What is Spark?
Spark is a open source cluster computing framework originally developed by UC Berkeley (2009) but later donated to the Apache Software Foundation (2010). It is a Big Data analytics engine created after Hadoop technology but improving and adding more capabilities. Spark comes as an alternative to Hadoop-MapReduce to make easier to build and run fast and sophisticated big data applications.
What is Spark used for?
Spark has been adopted by enterprises like Yahoo, Baidu and Tencent and it has been massively deployed processing multiple Petabytes of data on clusters of around 8000 nodes. It has become one of the largest open source community in BigData with over 750 contributors from 200+ organizations.
One of the uses of spark into Yahoo is for personalizing news pages for Web visitors. For news personalization, the company uses ML algorithms running on Spark to figure out what individual users are interested in, and also to categorize news stories as they arise to figure out what types of users would be interested in reading them.

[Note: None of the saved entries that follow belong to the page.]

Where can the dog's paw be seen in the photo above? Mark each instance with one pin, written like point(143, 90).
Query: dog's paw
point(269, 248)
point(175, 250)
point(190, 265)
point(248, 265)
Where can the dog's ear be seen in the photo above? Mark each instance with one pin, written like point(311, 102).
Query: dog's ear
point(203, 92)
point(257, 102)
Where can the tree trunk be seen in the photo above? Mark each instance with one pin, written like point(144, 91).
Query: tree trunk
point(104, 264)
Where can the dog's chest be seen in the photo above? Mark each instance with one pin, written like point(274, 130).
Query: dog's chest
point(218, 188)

When personalization is done, you need to react fast to what the user is doing and the events happening in the outside world and you need to learn something about users as they click around to figure out that they’re interest in a topic. To do this, Yahoo wrote a Spark ML (Machine-Learning) algorithm 120 lines of Scala (previously, its ML algorithm for news personalization was written in 15,000 lines of C++.) With just 30 minutes of training on a large, hundred million record data set, the Scala ML algorithm was ready for business.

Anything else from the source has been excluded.